Fast forward to coming back home the next day after I took time to clear my head..
We had another argument. He told me I was wrong for calling his co worker and involving her.
He told me he wasn't cheating with anybody and was messaging himself and showed me how he did it.
He told me I left him for the night and it seems that I dont love him anymore.
He told me all my issues I have and all the concerns I brought before that caused arguments was because I was insecure.
He told me he did this because he couldn't handle the arguments about how he hurt me so he did this to make me care n be jealous and be a better wife.

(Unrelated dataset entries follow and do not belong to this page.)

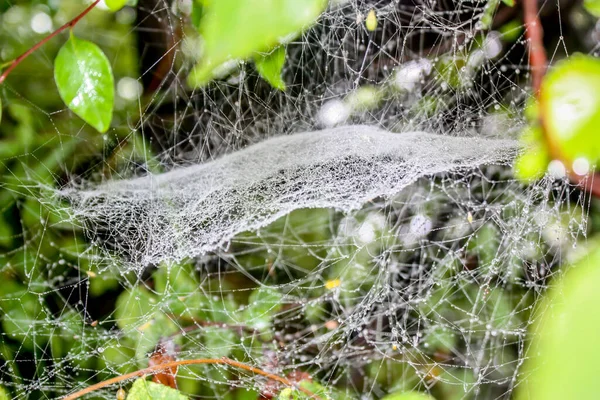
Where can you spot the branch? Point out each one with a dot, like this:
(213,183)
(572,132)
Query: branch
(534,33)
(157,368)
(68,25)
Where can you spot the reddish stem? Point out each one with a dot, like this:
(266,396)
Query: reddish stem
(534,33)
(174,364)
(538,62)
(23,56)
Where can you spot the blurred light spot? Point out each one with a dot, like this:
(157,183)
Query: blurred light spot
(420,225)
(557,169)
(332,284)
(581,166)
(411,73)
(333,112)
(129,88)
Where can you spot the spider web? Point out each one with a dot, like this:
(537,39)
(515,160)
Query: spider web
(362,227)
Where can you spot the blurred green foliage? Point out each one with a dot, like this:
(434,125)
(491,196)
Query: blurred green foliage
(41,146)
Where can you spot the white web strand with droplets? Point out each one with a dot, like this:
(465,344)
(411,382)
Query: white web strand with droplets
(190,211)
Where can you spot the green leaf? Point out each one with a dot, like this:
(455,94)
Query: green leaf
(411,395)
(144,390)
(4,394)
(263,304)
(115,5)
(570,105)
(85,82)
(237,29)
(533,162)
(269,66)
(592,6)
(134,307)
(563,359)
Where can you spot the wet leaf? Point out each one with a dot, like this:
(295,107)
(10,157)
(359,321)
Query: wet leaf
(570,106)
(269,66)
(237,29)
(85,82)
(411,395)
(592,6)
(115,5)
(143,390)
(263,304)
(4,394)
(565,356)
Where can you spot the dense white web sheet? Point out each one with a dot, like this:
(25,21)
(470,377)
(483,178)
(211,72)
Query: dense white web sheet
(190,211)
(400,250)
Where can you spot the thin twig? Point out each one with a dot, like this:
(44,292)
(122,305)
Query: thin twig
(537,54)
(173,364)
(538,62)
(68,25)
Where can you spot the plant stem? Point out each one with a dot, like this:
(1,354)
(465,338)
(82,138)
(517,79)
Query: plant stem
(161,367)
(539,62)
(534,33)
(68,25)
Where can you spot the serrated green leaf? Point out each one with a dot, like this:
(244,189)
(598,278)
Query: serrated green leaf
(237,29)
(570,105)
(85,82)
(269,66)
(115,5)
(134,307)
(592,6)
(412,395)
(144,390)
(4,394)
(263,304)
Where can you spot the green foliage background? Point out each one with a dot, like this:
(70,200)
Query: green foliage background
(43,145)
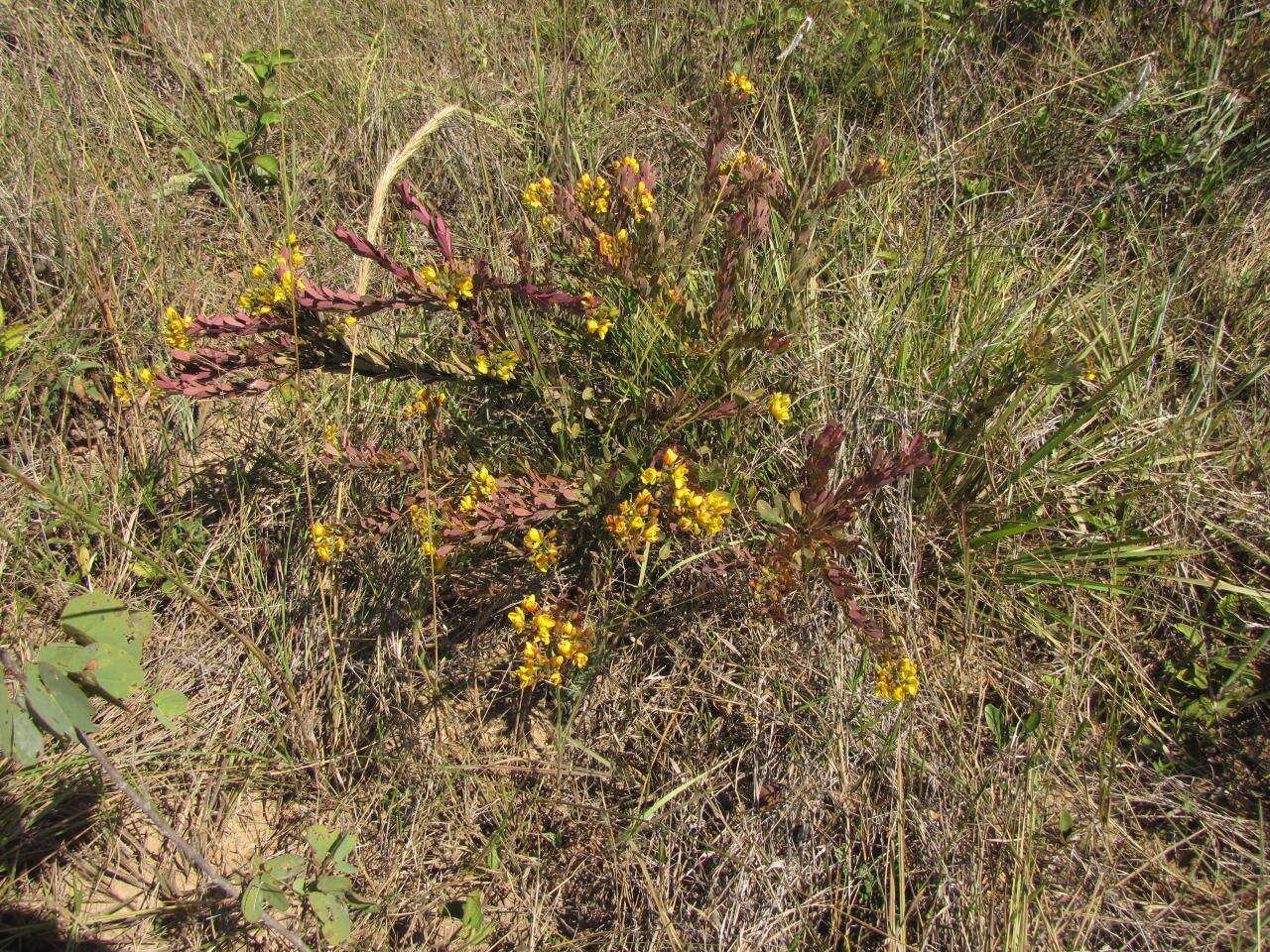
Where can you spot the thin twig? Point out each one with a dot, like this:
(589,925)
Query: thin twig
(144,806)
(175,575)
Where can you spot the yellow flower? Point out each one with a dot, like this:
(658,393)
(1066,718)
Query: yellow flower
(539,194)
(502,366)
(897,679)
(593,193)
(644,200)
(739,82)
(175,329)
(483,484)
(613,248)
(552,642)
(425,400)
(327,540)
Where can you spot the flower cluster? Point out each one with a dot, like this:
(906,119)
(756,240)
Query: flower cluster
(539,198)
(636,521)
(425,402)
(897,679)
(613,248)
(127,386)
(739,82)
(481,485)
(554,639)
(452,282)
(327,540)
(271,294)
(593,193)
(739,162)
(639,197)
(599,317)
(176,329)
(500,365)
(699,513)
(425,524)
(543,548)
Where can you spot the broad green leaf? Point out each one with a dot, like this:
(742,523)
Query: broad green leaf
(266,167)
(118,671)
(333,912)
(253,902)
(232,141)
(41,703)
(99,617)
(68,696)
(19,739)
(320,839)
(66,655)
(276,897)
(343,848)
(27,739)
(285,867)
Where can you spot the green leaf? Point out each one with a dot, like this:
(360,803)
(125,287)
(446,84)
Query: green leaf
(769,513)
(996,720)
(42,705)
(99,617)
(343,848)
(320,839)
(169,705)
(285,867)
(232,141)
(19,739)
(253,902)
(333,912)
(334,884)
(275,896)
(118,671)
(68,696)
(266,167)
(66,655)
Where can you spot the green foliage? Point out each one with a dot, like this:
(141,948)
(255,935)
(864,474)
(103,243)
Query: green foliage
(243,150)
(103,658)
(321,883)
(1209,675)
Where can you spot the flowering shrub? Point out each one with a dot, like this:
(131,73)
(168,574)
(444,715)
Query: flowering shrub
(589,412)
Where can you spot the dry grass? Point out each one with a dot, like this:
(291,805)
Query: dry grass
(721,783)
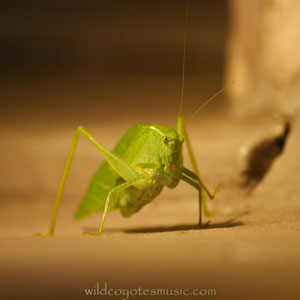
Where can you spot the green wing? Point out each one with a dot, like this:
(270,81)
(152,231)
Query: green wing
(106,178)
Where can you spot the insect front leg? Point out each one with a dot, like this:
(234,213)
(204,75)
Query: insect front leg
(202,203)
(112,193)
(127,172)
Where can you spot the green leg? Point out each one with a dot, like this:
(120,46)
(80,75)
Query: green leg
(113,192)
(183,133)
(124,170)
(195,177)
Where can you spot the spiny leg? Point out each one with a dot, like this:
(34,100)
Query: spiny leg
(123,169)
(195,177)
(199,188)
(113,192)
(183,133)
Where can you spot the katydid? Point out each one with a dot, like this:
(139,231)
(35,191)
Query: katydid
(146,159)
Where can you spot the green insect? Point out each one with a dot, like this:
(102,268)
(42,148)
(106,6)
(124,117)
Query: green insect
(146,159)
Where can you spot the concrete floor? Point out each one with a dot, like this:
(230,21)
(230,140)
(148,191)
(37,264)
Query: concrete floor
(250,250)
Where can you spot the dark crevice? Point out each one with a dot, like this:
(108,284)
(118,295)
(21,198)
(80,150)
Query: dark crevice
(261,157)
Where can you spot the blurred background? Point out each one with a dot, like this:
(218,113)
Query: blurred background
(109,64)
(73,62)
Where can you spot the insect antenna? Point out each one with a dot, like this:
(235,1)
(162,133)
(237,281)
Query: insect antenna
(209,100)
(184,55)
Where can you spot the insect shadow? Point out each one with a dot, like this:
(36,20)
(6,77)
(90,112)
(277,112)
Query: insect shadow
(173,228)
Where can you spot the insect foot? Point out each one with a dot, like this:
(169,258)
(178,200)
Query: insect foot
(92,233)
(45,234)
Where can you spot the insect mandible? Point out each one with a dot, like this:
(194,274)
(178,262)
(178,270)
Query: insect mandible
(146,159)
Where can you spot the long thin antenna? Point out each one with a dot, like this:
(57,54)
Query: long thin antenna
(184,54)
(209,100)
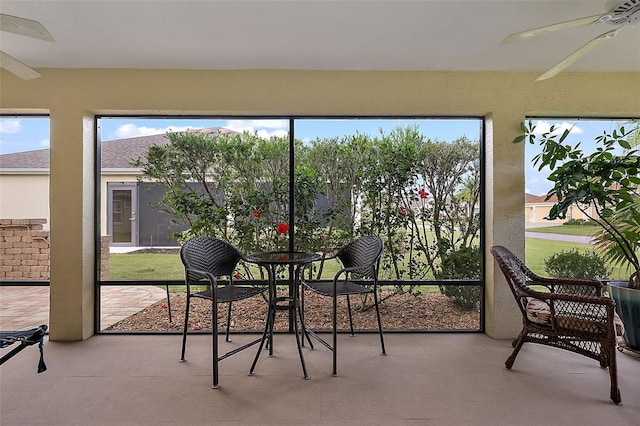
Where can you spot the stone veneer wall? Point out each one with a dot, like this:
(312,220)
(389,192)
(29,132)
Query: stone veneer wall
(24,251)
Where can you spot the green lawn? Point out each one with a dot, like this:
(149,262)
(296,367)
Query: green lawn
(537,250)
(568,230)
(153,266)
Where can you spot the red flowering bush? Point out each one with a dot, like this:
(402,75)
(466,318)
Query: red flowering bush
(282,228)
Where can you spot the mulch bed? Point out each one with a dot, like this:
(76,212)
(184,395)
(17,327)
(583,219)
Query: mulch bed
(399,312)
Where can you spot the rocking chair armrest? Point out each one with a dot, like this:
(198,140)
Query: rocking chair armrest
(304,267)
(554,282)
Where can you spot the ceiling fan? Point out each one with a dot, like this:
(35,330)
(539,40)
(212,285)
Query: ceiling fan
(25,27)
(620,14)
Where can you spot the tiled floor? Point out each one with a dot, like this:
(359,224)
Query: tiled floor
(27,307)
(433,379)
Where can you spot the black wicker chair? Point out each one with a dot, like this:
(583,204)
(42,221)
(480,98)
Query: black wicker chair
(360,259)
(206,259)
(569,314)
(24,338)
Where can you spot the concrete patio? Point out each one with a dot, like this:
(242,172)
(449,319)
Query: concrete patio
(426,379)
(23,307)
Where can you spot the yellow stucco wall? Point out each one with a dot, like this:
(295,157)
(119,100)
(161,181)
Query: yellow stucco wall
(73,97)
(25,197)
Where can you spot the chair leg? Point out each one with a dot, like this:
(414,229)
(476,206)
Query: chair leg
(227,336)
(184,331)
(335,334)
(514,354)
(350,318)
(613,374)
(375,299)
(169,304)
(214,343)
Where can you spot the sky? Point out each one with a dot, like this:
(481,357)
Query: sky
(19,134)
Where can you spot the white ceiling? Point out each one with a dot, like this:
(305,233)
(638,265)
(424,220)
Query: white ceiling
(318,35)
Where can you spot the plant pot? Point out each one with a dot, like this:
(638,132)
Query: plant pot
(628,308)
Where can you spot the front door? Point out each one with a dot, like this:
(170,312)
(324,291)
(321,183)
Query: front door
(122,205)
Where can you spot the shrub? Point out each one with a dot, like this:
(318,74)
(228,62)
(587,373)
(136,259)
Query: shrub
(463,263)
(576,264)
(580,222)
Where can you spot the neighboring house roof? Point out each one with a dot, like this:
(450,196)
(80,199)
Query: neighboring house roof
(528,196)
(116,154)
(541,199)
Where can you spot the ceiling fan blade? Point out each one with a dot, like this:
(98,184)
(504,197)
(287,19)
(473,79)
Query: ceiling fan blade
(16,67)
(26,27)
(578,53)
(557,27)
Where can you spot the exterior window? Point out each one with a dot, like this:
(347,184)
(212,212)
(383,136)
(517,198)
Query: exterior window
(24,221)
(301,184)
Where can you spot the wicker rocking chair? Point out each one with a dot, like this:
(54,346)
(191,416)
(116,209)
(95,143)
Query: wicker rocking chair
(569,314)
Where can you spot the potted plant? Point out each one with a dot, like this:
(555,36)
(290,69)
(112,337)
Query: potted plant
(604,186)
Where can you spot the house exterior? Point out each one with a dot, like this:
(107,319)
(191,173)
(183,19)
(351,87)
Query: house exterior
(127,214)
(537,208)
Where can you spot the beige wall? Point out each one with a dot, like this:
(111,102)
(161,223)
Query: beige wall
(25,196)
(73,97)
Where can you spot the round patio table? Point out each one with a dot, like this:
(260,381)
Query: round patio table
(270,261)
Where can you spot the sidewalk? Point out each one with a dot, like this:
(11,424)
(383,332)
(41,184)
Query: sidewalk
(23,307)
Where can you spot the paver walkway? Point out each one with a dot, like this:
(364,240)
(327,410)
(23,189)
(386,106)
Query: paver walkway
(23,307)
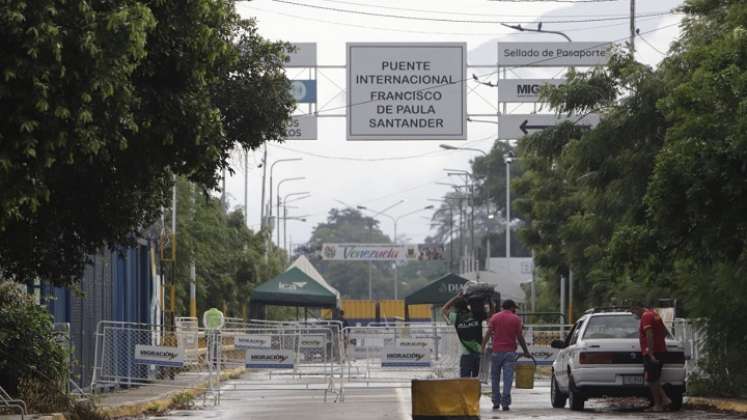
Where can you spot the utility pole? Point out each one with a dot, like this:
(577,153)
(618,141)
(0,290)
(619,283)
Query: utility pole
(246,187)
(632,27)
(264,182)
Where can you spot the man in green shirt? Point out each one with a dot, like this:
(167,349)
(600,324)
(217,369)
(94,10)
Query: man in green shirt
(469,330)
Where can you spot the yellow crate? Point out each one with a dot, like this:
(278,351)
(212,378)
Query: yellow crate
(389,309)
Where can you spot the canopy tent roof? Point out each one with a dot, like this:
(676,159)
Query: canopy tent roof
(437,292)
(507,288)
(300,285)
(305,265)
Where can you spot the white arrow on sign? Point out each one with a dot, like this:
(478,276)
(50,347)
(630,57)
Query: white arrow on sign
(516,126)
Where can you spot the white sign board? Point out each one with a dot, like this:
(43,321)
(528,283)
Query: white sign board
(369,252)
(269,359)
(553,54)
(253,342)
(159,355)
(303,56)
(406,91)
(317,342)
(516,126)
(302,127)
(398,356)
(524,90)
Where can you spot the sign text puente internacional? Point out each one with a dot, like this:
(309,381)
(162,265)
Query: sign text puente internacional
(403,91)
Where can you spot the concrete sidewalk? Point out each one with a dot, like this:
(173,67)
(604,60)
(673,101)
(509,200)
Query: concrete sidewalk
(156,398)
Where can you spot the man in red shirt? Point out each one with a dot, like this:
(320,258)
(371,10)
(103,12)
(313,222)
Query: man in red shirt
(652,335)
(506,329)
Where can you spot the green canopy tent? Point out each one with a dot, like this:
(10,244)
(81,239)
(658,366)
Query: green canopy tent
(437,292)
(293,288)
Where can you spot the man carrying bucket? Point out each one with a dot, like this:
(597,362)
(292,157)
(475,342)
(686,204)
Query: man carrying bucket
(506,329)
(469,330)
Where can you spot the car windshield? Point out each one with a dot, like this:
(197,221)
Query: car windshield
(612,326)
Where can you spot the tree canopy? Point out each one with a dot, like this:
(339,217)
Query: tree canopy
(104,102)
(650,203)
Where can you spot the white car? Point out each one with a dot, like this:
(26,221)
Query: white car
(601,357)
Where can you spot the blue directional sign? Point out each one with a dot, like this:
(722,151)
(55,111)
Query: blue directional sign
(303,91)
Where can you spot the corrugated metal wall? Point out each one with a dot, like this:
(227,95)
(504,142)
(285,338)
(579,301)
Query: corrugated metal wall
(117,286)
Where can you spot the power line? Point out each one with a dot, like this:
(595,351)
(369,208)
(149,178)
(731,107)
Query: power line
(645,41)
(452,12)
(380,159)
(472,21)
(411,31)
(487,74)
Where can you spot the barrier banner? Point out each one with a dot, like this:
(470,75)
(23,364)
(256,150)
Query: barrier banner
(159,355)
(269,359)
(253,342)
(398,356)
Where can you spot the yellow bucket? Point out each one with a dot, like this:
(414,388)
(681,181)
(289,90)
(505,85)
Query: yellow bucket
(524,372)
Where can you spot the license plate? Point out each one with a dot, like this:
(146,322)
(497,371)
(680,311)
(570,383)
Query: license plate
(632,379)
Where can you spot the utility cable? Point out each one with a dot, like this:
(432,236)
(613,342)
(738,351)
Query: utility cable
(471,21)
(531,64)
(412,31)
(453,12)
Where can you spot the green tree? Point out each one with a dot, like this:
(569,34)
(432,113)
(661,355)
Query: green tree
(33,364)
(103,102)
(228,257)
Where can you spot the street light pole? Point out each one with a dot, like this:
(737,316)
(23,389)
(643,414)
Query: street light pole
(298,178)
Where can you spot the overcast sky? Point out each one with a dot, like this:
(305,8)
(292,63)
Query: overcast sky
(336,169)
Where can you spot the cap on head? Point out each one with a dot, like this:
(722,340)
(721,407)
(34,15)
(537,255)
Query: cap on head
(508,304)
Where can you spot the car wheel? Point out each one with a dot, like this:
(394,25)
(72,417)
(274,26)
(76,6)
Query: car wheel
(575,399)
(676,397)
(557,397)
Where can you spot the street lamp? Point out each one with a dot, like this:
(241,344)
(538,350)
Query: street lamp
(471,185)
(272,167)
(395,220)
(297,178)
(472,149)
(301,196)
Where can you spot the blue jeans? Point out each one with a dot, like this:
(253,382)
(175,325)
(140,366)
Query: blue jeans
(469,365)
(502,361)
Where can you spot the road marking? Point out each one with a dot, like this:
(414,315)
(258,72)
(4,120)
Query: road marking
(404,405)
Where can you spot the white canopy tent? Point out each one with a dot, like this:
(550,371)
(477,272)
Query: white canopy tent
(303,264)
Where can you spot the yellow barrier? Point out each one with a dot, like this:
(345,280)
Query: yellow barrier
(525,374)
(446,399)
(389,309)
(420,312)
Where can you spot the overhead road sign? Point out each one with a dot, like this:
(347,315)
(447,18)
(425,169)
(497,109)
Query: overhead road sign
(553,54)
(524,90)
(406,91)
(302,127)
(516,126)
(304,55)
(303,91)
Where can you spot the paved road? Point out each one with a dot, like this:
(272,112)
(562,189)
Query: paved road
(394,404)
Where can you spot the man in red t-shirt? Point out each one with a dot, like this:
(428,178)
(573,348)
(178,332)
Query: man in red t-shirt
(652,335)
(506,329)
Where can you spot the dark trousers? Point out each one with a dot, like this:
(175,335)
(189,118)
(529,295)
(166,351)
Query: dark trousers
(469,365)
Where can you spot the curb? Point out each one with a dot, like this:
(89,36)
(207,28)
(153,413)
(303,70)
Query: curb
(163,403)
(720,404)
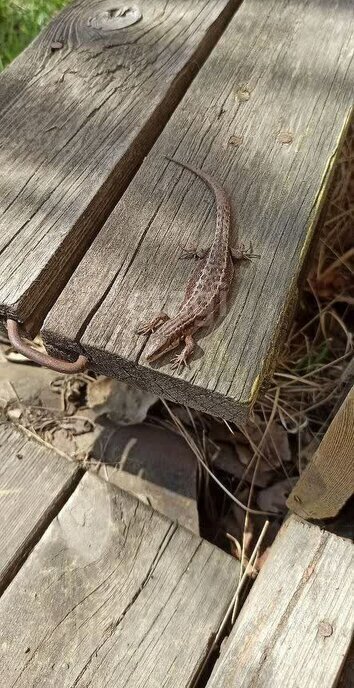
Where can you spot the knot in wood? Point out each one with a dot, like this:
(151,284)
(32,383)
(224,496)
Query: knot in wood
(115,17)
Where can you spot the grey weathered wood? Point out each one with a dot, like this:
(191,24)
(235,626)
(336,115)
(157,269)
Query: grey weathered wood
(347,675)
(34,483)
(297,623)
(279,66)
(328,481)
(113,595)
(79,109)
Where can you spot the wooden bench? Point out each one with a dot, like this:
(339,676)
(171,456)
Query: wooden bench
(296,626)
(328,481)
(79,110)
(82,106)
(265,115)
(98,589)
(112,594)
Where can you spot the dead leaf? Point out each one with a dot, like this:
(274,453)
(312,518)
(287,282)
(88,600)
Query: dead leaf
(120,402)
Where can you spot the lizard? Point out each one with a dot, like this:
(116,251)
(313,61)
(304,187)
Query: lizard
(207,289)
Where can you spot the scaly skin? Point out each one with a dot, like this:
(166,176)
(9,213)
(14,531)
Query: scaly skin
(206,291)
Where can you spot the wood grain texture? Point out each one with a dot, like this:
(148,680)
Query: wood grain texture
(297,623)
(34,482)
(328,481)
(113,595)
(279,66)
(79,110)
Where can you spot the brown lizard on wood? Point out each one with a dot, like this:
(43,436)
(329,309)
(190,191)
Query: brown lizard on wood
(207,289)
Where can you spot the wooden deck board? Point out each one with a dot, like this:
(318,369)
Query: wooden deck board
(279,67)
(34,482)
(328,481)
(296,626)
(79,109)
(114,594)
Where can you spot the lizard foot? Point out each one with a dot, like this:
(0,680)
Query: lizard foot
(193,252)
(181,360)
(152,325)
(240,252)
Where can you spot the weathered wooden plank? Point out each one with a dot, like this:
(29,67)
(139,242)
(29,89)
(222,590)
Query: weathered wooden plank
(34,483)
(79,110)
(347,675)
(114,594)
(279,66)
(328,481)
(297,623)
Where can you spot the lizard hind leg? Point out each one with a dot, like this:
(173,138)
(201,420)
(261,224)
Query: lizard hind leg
(194,252)
(152,325)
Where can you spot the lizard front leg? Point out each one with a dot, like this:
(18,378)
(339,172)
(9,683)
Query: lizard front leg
(181,359)
(153,324)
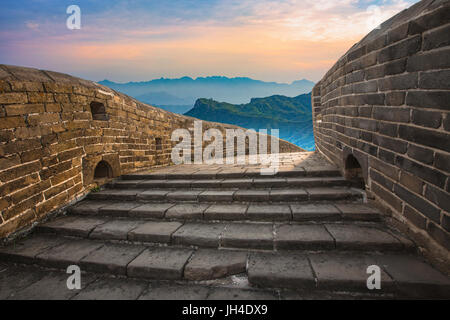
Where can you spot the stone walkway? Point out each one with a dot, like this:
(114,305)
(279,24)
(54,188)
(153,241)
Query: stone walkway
(221,232)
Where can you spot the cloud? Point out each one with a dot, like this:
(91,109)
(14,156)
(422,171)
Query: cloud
(32,25)
(280,40)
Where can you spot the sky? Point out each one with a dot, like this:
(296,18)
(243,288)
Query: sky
(137,40)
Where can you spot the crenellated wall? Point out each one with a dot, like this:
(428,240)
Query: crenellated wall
(55,130)
(384,107)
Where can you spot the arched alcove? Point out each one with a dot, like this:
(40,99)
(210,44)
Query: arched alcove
(103,171)
(98,111)
(354,171)
(158,143)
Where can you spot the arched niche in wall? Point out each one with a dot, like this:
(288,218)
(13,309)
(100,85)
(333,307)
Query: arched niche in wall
(99,169)
(354,171)
(98,111)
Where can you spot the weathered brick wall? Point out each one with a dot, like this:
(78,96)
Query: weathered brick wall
(387,103)
(51,140)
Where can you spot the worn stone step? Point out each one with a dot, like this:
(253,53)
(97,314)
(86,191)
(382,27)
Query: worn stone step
(307,271)
(133,260)
(228,212)
(244,235)
(243,183)
(406,275)
(249,195)
(237,173)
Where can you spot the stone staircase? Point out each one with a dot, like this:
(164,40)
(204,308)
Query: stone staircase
(305,229)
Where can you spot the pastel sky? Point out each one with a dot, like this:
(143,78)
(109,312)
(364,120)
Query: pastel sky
(137,40)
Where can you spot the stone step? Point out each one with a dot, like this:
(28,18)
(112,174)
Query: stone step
(228,212)
(233,173)
(208,195)
(265,236)
(133,260)
(241,183)
(404,274)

Every single time I brought out my issues in the past he had "logical" responses as to why he did it. Every single time he hurt me I told him what hurt me what not to do etc. Everytime i went for a drive to clear my head or slept in another room j was wrong for doing it.
Every time I brought up issues in the past it was me causing the arguments and not loving him and "just wanted to argue" and if something else was solved I would just find something else to argue about. I had pictures of all the messages and everything he did to hurt me in the past and he told me delete it so we can start fresh. I fell for it n deleted everything and now he's acting like he was right in how he treated me after I told him how he hurt me and I cant get over it jusso. He's still using sarcastic remarks and telling me I'm always serious with him and cant take a joke and how if he wanted to cheat he could've and I would've never found out but he doesnt cheat and won't cheat on me cause he loves me alone.
I'm confused.
Was I wrong for checking the messages? (He told me I was wrong for going in his messages looking for something)
Was i wrong for contacting the coworker and by talking to her she knows what went on? (He told me I was wrong for bringing his work involved and he has a reputation to uphold. To me it seems like he cares more about his image rather than how he treats me)
Was I wrong for spending a night away to clear my head?
Was i wrong for being mad in general and not knowing n what to do anymore?